His 1963 column on Kennedy's grave digger was a breakthrough and Breslin later covered Robert Kennedy's assassination, in 1968, from close-up: Breslin was standing 5 feet away when Sirhan Sirhan struck at the Ambassador Hotel in Los Angeles.

In 1969, Breslin joined author Norman Mailer on a twisted political ticket: Mailer for mayor, Breslin for city council president. After their predictable loss, Breslin observed, "I'm mortified to have taken part in a process that has closed the bar for the better part of the day."

By then, the failed politician was a successful author. His second book, "Can't Anybody Here Play This Game?", was praised for its tales of the sad-sack New York Mets. "The Gang That Couldn't Shoot Straight" was made into a 1971 movie.

Breslin dabbled in television and magazine writing, but returned to the newspaper business in 1976 as a Daily News columnist and became part of one of the city's most horrifying stories; the "Son of Sam" killings in 1977. Berkowitz sent Breslin several letters and impressed the columnist enough for him to observe: "He's the only killer I ever knew who knew how to use a semicolon."

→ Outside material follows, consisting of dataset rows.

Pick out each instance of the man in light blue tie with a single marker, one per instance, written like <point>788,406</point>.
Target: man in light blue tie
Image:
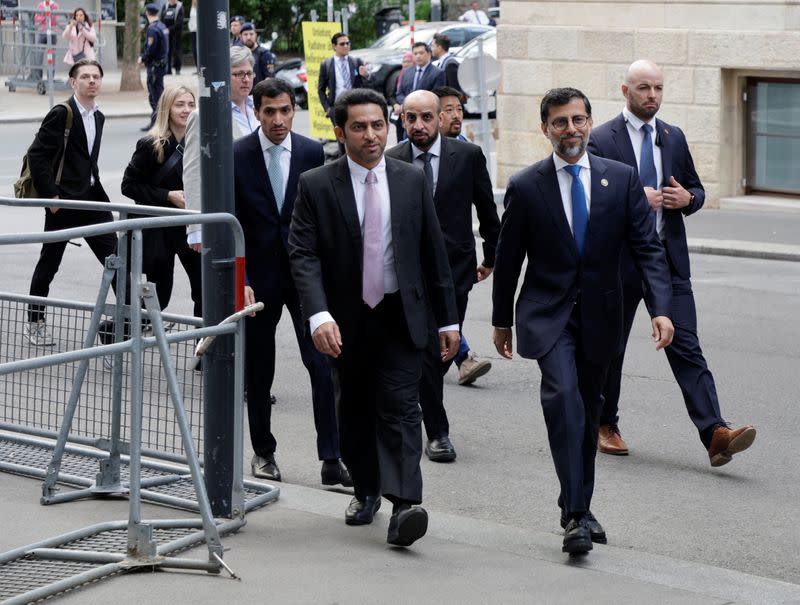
<point>666,169</point>
<point>571,215</point>
<point>267,166</point>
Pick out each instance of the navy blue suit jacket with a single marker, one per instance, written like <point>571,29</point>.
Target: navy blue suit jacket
<point>535,225</point>
<point>611,140</point>
<point>432,77</point>
<point>266,232</point>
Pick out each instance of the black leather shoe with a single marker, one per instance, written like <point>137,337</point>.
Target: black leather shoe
<point>362,512</point>
<point>407,526</point>
<point>577,538</point>
<point>596,531</point>
<point>265,468</point>
<point>440,449</point>
<point>334,472</point>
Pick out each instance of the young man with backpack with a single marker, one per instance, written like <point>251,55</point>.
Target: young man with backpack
<point>63,165</point>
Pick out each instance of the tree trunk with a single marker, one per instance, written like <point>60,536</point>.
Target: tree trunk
<point>131,43</point>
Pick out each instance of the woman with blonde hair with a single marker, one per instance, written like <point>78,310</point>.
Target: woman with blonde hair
<point>80,36</point>
<point>154,177</point>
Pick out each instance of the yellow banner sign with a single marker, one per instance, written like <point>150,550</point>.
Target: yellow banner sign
<point>317,48</point>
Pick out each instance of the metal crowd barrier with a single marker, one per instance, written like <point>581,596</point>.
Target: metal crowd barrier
<point>97,381</point>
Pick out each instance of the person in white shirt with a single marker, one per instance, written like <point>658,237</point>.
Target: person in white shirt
<point>475,15</point>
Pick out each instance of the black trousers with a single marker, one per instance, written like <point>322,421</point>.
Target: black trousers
<point>685,357</point>
<point>260,373</point>
<point>52,253</point>
<point>377,384</point>
<point>431,388</point>
<point>571,399</point>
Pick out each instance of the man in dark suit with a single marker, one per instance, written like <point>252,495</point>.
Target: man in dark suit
<point>660,155</point>
<point>424,76</point>
<point>79,180</point>
<point>571,214</point>
<point>369,263</point>
<point>267,165</point>
<point>457,176</point>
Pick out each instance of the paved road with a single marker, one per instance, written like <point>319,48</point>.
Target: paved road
<point>663,499</point>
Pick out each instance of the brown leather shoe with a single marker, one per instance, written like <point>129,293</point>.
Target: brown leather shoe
<point>610,441</point>
<point>726,442</point>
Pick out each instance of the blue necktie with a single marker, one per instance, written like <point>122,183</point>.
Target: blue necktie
<point>276,174</point>
<point>647,165</point>
<point>580,215</point>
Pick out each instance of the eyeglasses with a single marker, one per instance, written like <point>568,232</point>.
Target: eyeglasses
<point>560,124</point>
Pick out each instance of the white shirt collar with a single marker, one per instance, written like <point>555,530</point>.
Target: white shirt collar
<point>635,121</point>
<point>584,161</point>
<point>360,173</point>
<point>266,143</point>
<point>81,109</point>
<point>435,150</point>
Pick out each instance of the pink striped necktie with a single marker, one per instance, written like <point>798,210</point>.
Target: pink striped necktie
<point>372,279</point>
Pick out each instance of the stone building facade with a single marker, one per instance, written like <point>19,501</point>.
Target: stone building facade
<point>731,80</point>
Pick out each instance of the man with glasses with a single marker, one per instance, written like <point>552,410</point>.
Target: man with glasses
<point>569,310</point>
<point>338,74</point>
<point>660,155</point>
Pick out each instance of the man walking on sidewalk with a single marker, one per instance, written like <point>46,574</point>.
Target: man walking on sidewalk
<point>658,151</point>
<point>74,178</point>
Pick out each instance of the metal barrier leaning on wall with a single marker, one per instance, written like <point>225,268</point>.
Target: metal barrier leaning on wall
<point>141,548</point>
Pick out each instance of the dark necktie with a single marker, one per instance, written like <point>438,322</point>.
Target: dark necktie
<point>427,169</point>
<point>580,215</point>
<point>372,288</point>
<point>647,165</point>
<point>417,78</point>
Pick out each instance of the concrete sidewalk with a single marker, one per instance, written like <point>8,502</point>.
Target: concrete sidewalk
<point>298,550</point>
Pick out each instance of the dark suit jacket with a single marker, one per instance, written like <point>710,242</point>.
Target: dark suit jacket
<point>611,140</point>
<point>326,250</point>
<point>326,88</point>
<point>432,77</point>
<point>534,225</point>
<point>79,165</point>
<point>265,231</point>
<point>463,181</point>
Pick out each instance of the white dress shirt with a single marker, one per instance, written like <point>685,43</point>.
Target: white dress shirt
<point>286,156</point>
<point>565,184</point>
<point>339,62</point>
<point>435,151</point>
<point>634,125</point>
<point>90,126</point>
<point>358,178</point>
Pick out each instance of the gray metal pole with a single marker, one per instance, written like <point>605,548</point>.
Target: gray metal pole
<point>216,169</point>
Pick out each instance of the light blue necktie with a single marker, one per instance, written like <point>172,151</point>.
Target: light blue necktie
<point>276,174</point>
<point>647,165</point>
<point>580,214</point>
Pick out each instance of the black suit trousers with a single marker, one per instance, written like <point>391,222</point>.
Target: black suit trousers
<point>260,373</point>
<point>571,400</point>
<point>52,253</point>
<point>684,355</point>
<point>377,380</point>
<point>431,388</point>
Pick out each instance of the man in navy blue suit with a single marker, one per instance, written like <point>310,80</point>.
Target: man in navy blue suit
<point>424,76</point>
<point>571,215</point>
<point>660,155</point>
<point>267,166</point>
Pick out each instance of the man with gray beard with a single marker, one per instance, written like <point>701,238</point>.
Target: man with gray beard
<point>569,311</point>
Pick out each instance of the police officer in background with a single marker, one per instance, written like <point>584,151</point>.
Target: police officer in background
<point>155,57</point>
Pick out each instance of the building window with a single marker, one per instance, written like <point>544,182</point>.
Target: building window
<point>773,136</point>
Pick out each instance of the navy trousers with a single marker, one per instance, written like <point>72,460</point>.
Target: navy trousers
<point>684,355</point>
<point>571,399</point>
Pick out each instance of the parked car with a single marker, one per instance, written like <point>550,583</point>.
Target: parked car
<point>489,39</point>
<point>384,57</point>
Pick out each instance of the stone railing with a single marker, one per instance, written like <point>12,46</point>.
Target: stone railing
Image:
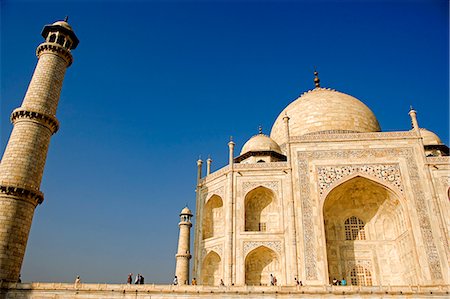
<point>98,290</point>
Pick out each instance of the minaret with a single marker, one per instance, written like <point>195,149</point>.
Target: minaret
<point>413,114</point>
<point>183,254</point>
<point>24,158</point>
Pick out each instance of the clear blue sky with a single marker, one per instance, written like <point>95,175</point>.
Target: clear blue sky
<point>156,84</point>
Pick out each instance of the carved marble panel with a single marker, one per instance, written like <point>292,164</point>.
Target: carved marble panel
<point>272,185</point>
<point>330,176</point>
<point>250,245</point>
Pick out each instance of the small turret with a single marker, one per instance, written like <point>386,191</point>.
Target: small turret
<point>183,254</point>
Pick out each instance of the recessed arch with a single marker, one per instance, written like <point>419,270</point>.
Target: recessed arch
<point>259,264</point>
<point>261,210</point>
<point>360,276</point>
<point>211,269</point>
<point>362,221</point>
<point>213,221</point>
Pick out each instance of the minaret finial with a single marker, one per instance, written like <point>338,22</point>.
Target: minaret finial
<point>316,78</point>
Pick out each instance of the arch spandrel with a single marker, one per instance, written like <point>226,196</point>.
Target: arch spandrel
<point>339,182</point>
<point>331,176</point>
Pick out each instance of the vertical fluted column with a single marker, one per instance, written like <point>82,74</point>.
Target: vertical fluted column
<point>23,161</point>
<point>414,124</point>
<point>292,247</point>
<point>183,253</point>
<point>228,275</point>
<point>208,166</point>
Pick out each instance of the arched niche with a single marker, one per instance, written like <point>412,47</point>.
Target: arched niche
<point>259,264</point>
<point>260,210</point>
<point>211,269</point>
<point>364,222</point>
<point>213,221</point>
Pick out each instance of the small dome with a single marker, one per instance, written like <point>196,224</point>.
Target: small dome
<point>324,110</point>
<point>63,24</point>
<point>260,143</point>
<point>429,138</point>
<point>186,211</point>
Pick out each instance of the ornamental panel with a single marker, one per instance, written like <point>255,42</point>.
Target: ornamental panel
<point>250,245</point>
<point>330,176</point>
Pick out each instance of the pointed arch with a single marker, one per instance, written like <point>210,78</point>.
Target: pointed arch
<point>362,213</point>
<point>212,220</point>
<point>261,210</point>
<point>211,269</point>
<point>360,276</point>
<point>354,229</point>
<point>259,264</point>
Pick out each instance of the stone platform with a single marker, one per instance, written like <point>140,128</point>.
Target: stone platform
<point>97,291</point>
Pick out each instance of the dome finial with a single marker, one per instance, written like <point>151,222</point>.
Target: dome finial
<point>316,78</point>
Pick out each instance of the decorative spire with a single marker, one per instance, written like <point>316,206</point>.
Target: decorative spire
<point>316,78</point>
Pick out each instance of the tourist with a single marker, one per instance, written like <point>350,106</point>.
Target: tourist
<point>77,281</point>
<point>138,278</point>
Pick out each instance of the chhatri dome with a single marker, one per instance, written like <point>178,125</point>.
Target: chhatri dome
<point>324,110</point>
<point>429,138</point>
<point>260,142</point>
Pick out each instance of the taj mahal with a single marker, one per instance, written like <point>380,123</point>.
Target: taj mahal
<point>325,195</point>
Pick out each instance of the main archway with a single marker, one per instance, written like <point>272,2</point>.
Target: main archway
<point>367,239</point>
<point>260,210</point>
<point>259,264</point>
<point>213,222</point>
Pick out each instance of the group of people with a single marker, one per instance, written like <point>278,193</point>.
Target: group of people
<point>298,282</point>
<point>336,282</point>
<point>273,280</point>
<point>138,280</point>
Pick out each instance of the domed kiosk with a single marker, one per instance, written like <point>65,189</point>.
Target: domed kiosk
<point>260,149</point>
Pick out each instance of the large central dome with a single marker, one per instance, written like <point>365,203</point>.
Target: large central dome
<point>324,110</point>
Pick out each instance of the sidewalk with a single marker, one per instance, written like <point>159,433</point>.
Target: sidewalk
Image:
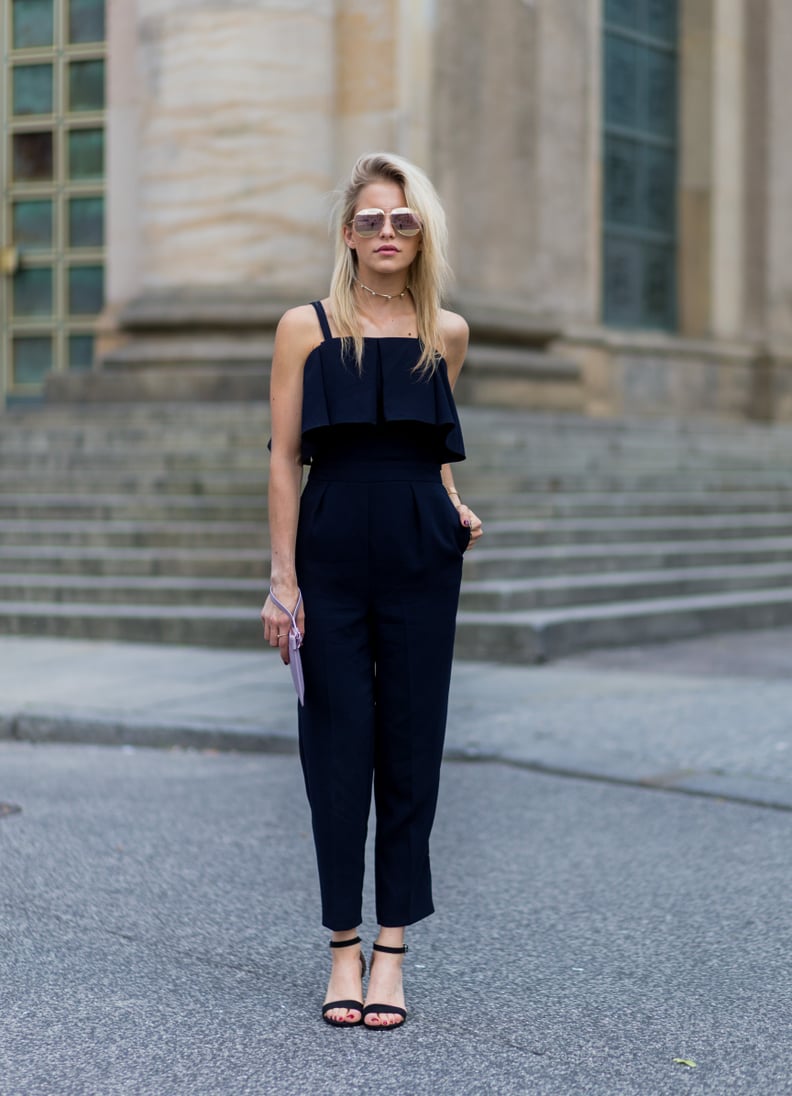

Breslin jumped to New York Newsday in 1988, signing a contract for more than $500,000 a year. During the Crown Heights riots in 1991, the then-61-year-old columnist commandeered a cab and ordered the driver to head directly into the action.

About 50 rioters instead yanked Breslin from the taxi, robbed and beat him. Breslin was left with only his underwear and his press card.

Three years later, he underwent successful surgery for a brain aneurysm — an episode that led to his memoir.

While Breslin had crowds of admirers, he created an equal number of enemies. One of his most enduring feuds was with ex-Mayor Edward I. Koch, who once promised to "give the eulogy at Jimmy Breslin's funeral," a vow undone when Koch died in early 2013. Breslin also made his own ill-fated prediction. In his last regular column for Newsday, on Election Day of 2004, he rejoiced in the expected win of Democrat John Kerry for president; Republican George W. Bush was instead re-elected.

Breslin had two daughters and four sons with his first wife, Rosemary, who died of cancer in 1981. He later married Ronnie Eldridge, a former New York City councilwoman.

His elder daughter, Rosemary Breslin, died in 2004 at age 47 from a rare blood disease. His other daughter, Kelly Breslin, collapsed at a New York restaurant in April 2009 and died a few days later. She was 44. Eldridge said an arrhythmia episode was considered a likely cause.

The Associated Press contributed to this report.